I assume that all of these answers are there for us, in our next lifetime. Maybe. Until then, I hope that this soul inside of me right now is doing its very best. And that it will continue to do so when it finds its new home, once it is finished and ready to move forward.

Survival

Fourteen years ago and four months after burying my mother who had lost her battle with cancer, I was diagnosed with breast cancer. My father had also lost his battle, years earlier. I was grateful neither parent had to know of my diagnosis. It would have broken their hearts.

After Chemo, I was told that I had a 94% chance of living another ten years. Thankfully, I am one of the lucky ones. I am still here! And I am eternally grateful for each and every day.
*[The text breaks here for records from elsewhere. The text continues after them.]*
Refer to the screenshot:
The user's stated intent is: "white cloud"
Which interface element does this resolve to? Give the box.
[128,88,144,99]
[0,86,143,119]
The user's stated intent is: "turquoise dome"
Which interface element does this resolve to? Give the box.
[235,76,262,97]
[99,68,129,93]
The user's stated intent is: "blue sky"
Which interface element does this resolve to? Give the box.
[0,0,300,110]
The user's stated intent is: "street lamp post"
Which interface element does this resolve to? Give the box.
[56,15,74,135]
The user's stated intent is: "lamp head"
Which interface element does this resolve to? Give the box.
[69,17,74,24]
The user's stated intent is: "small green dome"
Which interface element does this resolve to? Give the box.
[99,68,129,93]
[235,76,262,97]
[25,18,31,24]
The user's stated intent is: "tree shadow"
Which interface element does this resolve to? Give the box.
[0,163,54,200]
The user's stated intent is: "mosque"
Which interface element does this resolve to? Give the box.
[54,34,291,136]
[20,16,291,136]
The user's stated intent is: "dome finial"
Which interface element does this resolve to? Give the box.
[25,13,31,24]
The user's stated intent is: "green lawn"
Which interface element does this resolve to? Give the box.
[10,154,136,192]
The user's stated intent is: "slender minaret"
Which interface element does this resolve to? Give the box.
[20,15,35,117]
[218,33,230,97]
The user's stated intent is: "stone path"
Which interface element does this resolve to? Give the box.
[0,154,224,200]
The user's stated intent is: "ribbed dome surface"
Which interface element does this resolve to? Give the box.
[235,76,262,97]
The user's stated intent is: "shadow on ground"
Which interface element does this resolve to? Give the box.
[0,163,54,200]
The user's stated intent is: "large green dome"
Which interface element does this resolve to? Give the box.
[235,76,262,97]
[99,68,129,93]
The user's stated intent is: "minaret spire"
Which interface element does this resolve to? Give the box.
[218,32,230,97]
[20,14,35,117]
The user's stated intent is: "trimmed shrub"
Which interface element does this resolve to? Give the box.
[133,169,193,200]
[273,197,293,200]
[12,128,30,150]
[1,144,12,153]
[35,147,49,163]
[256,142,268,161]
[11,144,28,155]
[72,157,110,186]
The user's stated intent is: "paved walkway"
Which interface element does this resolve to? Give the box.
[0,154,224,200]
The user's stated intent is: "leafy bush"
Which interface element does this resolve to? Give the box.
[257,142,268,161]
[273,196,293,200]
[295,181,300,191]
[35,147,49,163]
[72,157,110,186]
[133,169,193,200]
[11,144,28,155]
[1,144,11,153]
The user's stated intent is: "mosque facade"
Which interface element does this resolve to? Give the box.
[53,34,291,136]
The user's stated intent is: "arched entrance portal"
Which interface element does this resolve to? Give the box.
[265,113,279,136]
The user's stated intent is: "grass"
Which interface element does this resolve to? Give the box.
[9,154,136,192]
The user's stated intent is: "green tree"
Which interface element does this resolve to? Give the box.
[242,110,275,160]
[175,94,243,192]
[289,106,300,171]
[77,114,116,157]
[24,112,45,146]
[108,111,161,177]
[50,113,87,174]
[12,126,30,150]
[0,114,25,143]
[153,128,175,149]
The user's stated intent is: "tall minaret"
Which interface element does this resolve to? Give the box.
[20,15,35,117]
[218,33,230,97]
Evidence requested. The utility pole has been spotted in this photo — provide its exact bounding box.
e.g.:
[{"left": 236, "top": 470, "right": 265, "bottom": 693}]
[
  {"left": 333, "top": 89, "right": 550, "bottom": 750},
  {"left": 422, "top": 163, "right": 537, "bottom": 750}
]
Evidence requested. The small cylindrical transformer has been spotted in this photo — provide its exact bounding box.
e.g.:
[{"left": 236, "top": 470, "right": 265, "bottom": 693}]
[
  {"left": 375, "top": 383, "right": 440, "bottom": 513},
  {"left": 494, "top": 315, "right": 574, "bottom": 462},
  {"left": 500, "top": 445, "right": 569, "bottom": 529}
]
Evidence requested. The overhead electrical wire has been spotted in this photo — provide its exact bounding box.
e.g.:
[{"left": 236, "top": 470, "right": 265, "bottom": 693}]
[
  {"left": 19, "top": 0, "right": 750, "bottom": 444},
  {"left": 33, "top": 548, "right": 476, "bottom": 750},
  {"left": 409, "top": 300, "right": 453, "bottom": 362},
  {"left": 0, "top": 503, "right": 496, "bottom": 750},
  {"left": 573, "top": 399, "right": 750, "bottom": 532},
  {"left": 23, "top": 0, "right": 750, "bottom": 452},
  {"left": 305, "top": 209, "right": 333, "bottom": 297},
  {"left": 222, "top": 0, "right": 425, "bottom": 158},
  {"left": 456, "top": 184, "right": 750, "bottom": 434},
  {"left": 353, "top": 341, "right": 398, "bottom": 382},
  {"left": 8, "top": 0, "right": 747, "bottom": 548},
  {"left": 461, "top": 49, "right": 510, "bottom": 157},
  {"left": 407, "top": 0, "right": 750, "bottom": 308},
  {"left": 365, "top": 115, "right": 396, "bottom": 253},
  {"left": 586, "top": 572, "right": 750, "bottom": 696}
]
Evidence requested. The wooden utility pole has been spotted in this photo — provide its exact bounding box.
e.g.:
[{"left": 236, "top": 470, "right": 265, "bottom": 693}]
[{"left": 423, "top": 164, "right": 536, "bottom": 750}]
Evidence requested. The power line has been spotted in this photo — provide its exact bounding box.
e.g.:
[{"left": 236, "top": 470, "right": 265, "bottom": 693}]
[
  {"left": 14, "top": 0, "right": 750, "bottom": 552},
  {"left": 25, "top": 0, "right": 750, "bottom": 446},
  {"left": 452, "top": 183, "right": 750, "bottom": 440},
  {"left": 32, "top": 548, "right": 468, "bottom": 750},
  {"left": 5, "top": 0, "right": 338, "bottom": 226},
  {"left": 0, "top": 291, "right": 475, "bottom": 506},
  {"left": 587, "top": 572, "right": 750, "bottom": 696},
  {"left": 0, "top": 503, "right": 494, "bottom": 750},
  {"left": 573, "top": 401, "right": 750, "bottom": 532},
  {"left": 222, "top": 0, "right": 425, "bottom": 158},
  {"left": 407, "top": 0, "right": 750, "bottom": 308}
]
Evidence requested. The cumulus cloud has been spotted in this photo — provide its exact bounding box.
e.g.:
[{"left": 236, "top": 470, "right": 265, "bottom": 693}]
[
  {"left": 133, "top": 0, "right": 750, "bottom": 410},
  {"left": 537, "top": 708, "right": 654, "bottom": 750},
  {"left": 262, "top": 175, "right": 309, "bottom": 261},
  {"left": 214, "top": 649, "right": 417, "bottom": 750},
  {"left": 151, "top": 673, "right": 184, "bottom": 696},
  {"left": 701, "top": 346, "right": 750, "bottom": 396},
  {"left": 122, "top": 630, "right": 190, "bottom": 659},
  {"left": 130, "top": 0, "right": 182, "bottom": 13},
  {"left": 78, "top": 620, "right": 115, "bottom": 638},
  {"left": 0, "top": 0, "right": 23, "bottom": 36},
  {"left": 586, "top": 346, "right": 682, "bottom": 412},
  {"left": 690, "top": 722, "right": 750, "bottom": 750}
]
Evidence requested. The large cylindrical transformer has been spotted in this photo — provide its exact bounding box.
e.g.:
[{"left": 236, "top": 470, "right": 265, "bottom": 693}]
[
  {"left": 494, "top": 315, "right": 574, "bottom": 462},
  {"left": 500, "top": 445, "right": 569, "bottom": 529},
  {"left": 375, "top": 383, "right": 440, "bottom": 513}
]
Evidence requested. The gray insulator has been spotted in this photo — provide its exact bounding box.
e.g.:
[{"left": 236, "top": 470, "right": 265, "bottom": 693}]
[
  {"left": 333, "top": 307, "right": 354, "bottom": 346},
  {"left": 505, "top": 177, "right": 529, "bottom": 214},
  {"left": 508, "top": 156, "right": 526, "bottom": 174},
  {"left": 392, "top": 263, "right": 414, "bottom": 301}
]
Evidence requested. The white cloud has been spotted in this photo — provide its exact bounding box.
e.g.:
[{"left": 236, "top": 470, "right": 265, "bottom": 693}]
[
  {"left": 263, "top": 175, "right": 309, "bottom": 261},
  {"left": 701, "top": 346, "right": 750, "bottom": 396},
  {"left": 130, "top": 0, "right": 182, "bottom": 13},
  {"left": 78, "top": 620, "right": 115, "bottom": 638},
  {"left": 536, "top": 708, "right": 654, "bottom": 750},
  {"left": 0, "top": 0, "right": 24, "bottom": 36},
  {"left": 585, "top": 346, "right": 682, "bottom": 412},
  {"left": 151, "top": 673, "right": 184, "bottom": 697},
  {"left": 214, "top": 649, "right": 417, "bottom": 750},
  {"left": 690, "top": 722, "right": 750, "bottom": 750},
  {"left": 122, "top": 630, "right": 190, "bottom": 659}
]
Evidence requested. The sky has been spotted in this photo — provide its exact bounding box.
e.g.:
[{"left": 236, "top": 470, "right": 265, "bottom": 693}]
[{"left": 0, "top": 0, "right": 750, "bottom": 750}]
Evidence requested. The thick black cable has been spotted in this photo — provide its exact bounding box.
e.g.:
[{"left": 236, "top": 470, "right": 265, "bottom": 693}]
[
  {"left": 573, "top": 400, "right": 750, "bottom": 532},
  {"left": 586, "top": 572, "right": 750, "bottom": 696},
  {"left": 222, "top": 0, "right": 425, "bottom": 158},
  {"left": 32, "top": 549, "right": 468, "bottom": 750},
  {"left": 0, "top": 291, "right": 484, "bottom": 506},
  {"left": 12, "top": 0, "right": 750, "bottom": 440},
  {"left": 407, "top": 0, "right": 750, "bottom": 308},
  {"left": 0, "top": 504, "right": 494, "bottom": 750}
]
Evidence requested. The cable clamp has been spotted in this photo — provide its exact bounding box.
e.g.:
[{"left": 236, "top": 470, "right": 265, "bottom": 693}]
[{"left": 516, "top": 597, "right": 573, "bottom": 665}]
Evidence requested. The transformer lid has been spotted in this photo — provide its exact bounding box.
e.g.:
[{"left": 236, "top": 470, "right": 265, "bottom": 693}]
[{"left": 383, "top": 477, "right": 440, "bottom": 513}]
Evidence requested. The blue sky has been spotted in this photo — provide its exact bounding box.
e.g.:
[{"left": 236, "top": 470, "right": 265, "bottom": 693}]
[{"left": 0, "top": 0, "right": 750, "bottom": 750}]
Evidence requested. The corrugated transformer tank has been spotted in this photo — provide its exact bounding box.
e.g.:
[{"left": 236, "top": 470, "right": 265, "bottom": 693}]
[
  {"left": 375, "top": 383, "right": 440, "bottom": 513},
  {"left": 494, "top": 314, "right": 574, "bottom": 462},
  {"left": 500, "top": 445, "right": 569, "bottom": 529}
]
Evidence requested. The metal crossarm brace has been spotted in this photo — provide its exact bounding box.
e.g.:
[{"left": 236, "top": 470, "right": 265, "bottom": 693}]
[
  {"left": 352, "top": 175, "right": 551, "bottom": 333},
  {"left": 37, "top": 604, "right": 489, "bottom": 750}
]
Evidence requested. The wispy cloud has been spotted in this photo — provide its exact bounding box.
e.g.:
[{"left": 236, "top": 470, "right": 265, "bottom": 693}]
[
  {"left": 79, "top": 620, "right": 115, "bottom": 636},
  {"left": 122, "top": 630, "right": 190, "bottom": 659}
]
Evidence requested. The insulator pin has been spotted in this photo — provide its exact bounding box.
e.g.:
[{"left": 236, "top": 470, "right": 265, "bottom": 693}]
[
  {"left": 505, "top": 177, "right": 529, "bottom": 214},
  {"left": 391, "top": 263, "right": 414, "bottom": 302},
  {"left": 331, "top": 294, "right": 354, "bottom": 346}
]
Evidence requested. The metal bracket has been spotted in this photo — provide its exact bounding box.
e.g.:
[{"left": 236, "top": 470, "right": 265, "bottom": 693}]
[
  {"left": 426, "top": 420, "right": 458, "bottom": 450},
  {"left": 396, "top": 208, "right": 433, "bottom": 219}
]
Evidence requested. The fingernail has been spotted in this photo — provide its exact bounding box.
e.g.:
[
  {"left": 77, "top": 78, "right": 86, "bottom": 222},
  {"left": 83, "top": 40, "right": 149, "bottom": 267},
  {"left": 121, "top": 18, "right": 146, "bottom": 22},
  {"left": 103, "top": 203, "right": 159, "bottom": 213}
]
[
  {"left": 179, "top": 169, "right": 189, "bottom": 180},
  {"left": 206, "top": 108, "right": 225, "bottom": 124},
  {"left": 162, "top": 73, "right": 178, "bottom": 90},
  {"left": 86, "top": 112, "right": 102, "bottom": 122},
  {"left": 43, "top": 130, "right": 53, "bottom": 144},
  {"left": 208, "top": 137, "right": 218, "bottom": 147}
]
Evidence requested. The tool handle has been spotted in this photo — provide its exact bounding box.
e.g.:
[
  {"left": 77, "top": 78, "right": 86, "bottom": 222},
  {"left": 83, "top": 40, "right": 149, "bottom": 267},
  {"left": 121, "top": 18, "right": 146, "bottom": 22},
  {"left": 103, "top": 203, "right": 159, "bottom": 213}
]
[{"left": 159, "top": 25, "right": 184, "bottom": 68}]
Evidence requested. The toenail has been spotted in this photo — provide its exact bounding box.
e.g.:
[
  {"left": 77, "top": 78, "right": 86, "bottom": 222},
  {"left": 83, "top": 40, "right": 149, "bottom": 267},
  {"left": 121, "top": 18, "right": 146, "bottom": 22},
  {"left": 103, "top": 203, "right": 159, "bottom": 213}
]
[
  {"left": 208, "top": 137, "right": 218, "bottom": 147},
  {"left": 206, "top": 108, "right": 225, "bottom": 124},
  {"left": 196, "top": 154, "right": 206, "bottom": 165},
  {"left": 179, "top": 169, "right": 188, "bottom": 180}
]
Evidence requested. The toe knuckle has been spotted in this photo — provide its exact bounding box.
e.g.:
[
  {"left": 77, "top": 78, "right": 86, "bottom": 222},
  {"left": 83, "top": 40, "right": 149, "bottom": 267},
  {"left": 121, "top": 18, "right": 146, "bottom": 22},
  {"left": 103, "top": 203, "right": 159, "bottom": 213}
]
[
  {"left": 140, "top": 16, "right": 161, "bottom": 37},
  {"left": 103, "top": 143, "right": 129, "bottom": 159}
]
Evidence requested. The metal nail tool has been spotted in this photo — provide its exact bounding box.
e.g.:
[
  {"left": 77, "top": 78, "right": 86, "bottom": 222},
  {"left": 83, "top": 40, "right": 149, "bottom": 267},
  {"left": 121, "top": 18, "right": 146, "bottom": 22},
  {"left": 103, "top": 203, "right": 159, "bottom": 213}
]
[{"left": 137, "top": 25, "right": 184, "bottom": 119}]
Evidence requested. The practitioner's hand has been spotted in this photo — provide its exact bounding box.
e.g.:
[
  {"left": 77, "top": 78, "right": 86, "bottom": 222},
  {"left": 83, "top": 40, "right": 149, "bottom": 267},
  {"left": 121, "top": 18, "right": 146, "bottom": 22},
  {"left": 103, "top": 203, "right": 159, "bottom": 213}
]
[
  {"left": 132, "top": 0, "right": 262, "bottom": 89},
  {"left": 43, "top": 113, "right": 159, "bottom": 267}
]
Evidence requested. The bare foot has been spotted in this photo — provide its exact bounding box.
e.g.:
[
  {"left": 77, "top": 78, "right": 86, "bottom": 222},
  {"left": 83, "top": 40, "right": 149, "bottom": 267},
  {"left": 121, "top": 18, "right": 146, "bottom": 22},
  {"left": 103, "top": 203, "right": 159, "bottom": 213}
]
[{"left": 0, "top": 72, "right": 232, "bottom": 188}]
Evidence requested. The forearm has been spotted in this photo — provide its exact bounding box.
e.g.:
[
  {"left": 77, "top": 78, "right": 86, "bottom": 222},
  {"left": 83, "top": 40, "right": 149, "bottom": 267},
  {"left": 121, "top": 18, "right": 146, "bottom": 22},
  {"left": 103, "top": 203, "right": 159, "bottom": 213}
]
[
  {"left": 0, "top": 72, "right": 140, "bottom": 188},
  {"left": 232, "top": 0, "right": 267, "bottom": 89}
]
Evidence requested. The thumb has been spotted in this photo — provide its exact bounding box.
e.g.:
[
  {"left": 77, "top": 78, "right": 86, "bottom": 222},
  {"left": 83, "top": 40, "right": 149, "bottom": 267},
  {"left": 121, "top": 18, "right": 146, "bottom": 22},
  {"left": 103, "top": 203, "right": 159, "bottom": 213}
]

In the early years, I kept the details private, only sharing with a select few. Then, along the way, I started writing about it. It was indeed cathartic. Actually writing it down also increased my conviction that Breast Cancer needed to be talked about. Honestly and openly. Essays became short stories. Short stories then evolved into my first novel. The Final Canoe Ride.

The main character in my first novel, Meg, is fictional, but her medical details were what I had actually gone through personally. It wasn’t easy sharing all the unpleasant details. But I had hoped, along the way, to be able to somehow shed light on a situation that still needs more understanding, more research and more development.

Because there were so many stories in my head and in my heart, I kept writing after finishing my first book. I have just finished the final draft for my sixth novel. In all my books, my character Meg lives on. Either in the “fictional flesh” or in the spirit.

I do believe that we all have the resiliency to overcome obstacles, no matter how impossible they may seem at the time. We can all move forward, here on this earth. With hope that there is indeed a future for us, whether it is in the here and now, or somewhere out there on the spiritual plane.